Переписка Глеба распалила. Вскоре ее содержание, вскипев, выплеснулось из текста наружу. Время от времени примолкая, чтобы что-то еще напечатать, Глеб сообщил: он активист, копирайтер и филолог – именно в таком порядке. И без пяти минут политический заключенный, добавил он почти мечтательно. Дальше последовали пылкие заявления о недопуске кандидатов, коррупции и государственном произволе. Как выяснилось, утром тридцатого апреля Глеб вышел с плакатом на очередной одиночный пикет к фонтану – мокрому гранитному шару на углу Невского проспекта и Малой Садовой. Собирался выразить позицию («Это нормально для современного правового государства!»), да только его мигом увезли в ОВД якобы для проверки документов.

– А тебя за что? – наконец поинтересовался Глеб.

Всем своим видом он выказывал готовность немедленно возмутиться любой, самой крохотной, тщедушной несправедливостью. Парень запыхался после тирады как бегун, не рассчитавший силы. Теперь он явно ощущал острое и не вполне взаимное сродство с собеседником.

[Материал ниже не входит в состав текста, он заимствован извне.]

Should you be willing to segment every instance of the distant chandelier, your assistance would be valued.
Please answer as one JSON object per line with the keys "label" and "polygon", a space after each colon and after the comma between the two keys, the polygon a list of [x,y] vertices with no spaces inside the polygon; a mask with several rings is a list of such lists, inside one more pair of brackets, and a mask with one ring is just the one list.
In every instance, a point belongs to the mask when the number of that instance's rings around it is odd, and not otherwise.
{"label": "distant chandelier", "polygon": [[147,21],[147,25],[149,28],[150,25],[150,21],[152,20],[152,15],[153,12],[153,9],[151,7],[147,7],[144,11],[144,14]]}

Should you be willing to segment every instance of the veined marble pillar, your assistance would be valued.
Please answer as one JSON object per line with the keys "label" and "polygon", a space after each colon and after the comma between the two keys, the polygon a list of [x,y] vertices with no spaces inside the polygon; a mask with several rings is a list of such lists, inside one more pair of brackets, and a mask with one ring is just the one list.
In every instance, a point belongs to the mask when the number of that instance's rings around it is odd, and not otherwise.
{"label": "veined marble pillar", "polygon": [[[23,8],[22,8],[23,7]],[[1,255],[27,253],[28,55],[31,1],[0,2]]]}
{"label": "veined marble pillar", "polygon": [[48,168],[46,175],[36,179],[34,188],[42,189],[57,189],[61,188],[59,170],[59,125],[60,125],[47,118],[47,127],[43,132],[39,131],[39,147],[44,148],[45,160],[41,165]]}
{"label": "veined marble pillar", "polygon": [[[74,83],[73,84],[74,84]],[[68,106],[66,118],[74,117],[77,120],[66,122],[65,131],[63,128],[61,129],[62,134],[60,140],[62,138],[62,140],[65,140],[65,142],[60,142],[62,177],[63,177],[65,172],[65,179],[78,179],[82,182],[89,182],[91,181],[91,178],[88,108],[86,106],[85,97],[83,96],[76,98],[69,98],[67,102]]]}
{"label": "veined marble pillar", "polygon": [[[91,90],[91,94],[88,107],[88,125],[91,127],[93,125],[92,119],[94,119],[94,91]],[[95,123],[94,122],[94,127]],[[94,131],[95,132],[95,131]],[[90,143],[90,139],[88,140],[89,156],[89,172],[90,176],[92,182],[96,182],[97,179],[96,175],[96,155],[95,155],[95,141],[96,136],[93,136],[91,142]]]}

Нельсон рассказал. История о керамисте, вступившемся за поруганный метлах, привела Глеба в восторг. Чтобы рассмотреть поближе керамический образец, он отложил телефон и даже не обратил внимания, когда аппарат загудел и забрякал сообщениями на деревянной скамейке.

– И что ты будешь делать? – спросил, подавшись вперед.

Нельсон молча пошарил взглядом по камере. Глеб протянул ему плитку:

– А ты можешь слепить такую? Ты ж гончар. Слепи и положи в парадной. Сам.

– Такую же – нет. Вручную – точно нет. Ее делали промышленными методами на гидравлических прессах. Порошковое сырье, до хрена компонентов… Нет, невозможно.